I get this error when I use the slurm workload manager ( http://slurm.schedmd.com/ ). When I run python scripts with a tensor stream, sometimes this leads to an error (attached). It seems that it cannot find the cuda library, but I am running scripts that do not require GPUs. Therefore, I am confused why where it will be a problem at all. Why does installing cuda cause a problem if I don't need it?

The only useful information I received from the slurm-job_id file was the following:

I tensorflow/stream_executor/dso_loader.cc:108] successfully opened CUDA library libcublas.so locally I tensorflow/stream_executor/dso_loader.cc:102] Couldn't open CUDA library libcudnn.so. LD_LIBRARY_PATH: /cm/shared/openmind/cuda/7.5/lib64:/cm/shared/openmind/cuda/7.5/lib I tensorflow/stream_executor/cuda/cuda_dnn.cc:2092] Unable to load cuDNN DSO I tensorflow/stream_executor/dso_loader.cc:108] successfully opened CUDA library libcufft.so locally I tensorflow/stream_executor/dso_loader.cc:108] successfully opened CUDA library libcuda.so locally I tensorflow/stream_executor/dso_loader.cc:108] successfully opened CUDA library libcurand.so locally E tensorflow/stream_executor/cuda/cuda_driver.cc:491] failed call to cuInit: CUDA_ERROR_NO_DEVICE I tensorflow/stream_executor/cuda/cuda_diagnostics.cc:153] retrieving CUDA diagnostic information for host: node047 I tensorflow/stream_executor/cuda/cuda_diagnostics.cc:160] hostname: node047 I tensorflow/stream_executor/cuda/cuda_diagnostics.cc:185] libcuda reported version is: Not found: was unable to find libcuda.so DSO loaded into this program I tensorflow/stream_executor/cuda/cuda_diagnostics.cc:347] driver version file contents: """NVRM version: NVIDIA UNIX x86_64 Kernel Module 352.63 Sat Nov 7 21:25:42 PST 2015 GCC version: gcc version 4.8.5 20150623 (Red Hat 4.8.5-4) (GCC) """ I tensorflow/stream_executor/cuda/cuda_diagnostics.cc:189] kernel reported version is: 352.63.0 I tensorflow/core/common_runtime/gpu/gpu_init.cc:81] No GPU devices available on machine. 
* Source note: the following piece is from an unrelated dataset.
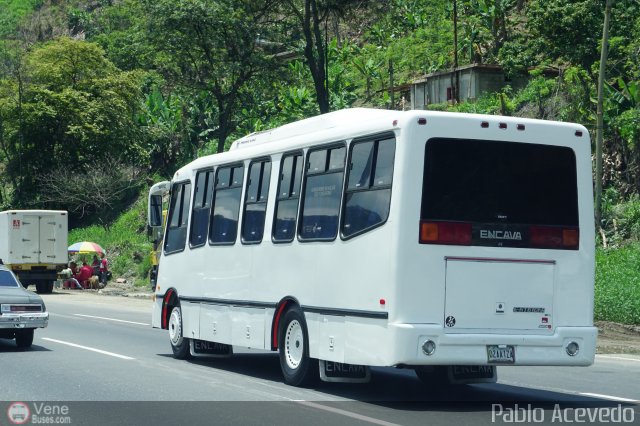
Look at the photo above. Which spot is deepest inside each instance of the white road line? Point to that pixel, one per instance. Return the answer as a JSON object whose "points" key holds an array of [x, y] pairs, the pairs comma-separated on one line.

I always thought that tensor flow would not require a GPU. Therefore, I assume that the last error indicates that no GPU is causing the error (correct me if I am wrong).

I don’t understand why I need the CUDA library. I'm trying to run my jobs using the GPU, why do I need a cuda library if my jobs are jobs on the CPU?


I tried to enter the node directly and start the tensor, but I did not get an explicit error:

 I tensorflow/stream_executor/dso_loader.cc:108] successfully opened CUDA library libcublas.so locally I tensorflow/stream_executor/dso_loader.cc:102] Couldn't open CUDA library libcudnn.so. LD_LIBRARY_PATH: /cm/shared/openmind/cuda/7.5/lib64:/cm/shared/openmind/cuda/7.5/lib I tensorflow/stream_executor/cuda/cuda_dnn.cc:2092] Unable to load cuDNN DSO I tensorflow/stream_executor/dso_loader.cc:108] successfully opened CUDA library libcufft.so locally I tensorflow/stream_executor/dso_loader.cc:108] successfully opened CUDA library libcuda.so locally I tensorflow/stream_executor/dso_loader.cc:108] successfully opened CUDA library libcurand.so locally 

although I was expecting an error:

 I tensorflow/stream_executor/dso_loader.cc:108] successfully opened CUDA library libcublas.so locally I tensorflow/stream_executor/dso_loader.cc:102] Couldn't open CUDA library libcudnn.so. LD_LIBRARY_PATH: /cm/shared/openmind/cuda/7.5/lib64:/cm/shared/openmind/cuda/7.5/lib I tensorflow/stream_executor/cuda/cuda_dnn.cc:2092] Unable to load cuDNN DSO I tensorflow/stream_executor/dso_loader.cc:108] successfully opened CUDA library libcufft.so locally I tensorflow/stream_executor/dso_loader.cc:108] successfully opened CUDA library libcuda.so locally I tensorflow/stream_executor/dso_loader.cc:108] successfully opened CUDA library libcurand.so locally E tensorflow/stream_executor/cuda/cuda_driver.cc:491] failed call to cuInit: CUDA_ERROR_NO_DEVICE I tensorflow/stream_executor/cuda/cuda_diagnostics.cc:153] retrieving CUDA diagnostic information for host: node047 I tensorflow/stream_executor/cuda/cuda_diagnostics.cc:160] hostname: node047 I tensorflow/stream_executor/cuda/cuda_diagnostics.cc:185] libcuda reported version is: Not found: was unable to find libcuda.so DSO loaded into this program I tensorflow/stream_executor/cuda/cuda_diagnostics.cc:347] driver version file contents: """NVRM version: NVIDIA UNIX x86_64 Kernel Module 352.63 Sat Nov 7 21:25:42 PST 2015 GCC version: gcc version 4.8.5 20150623 (Red Hat 4.8.5-4) (GCC) """ I tensorflow/stream_executor/cuda/cuda_diagnostics.cc:189] kernel reported version is: 352.63.0 I tensorflow/core/common_runtime/gpu/gpu_init.cc:81] No GPU devices available on machine. 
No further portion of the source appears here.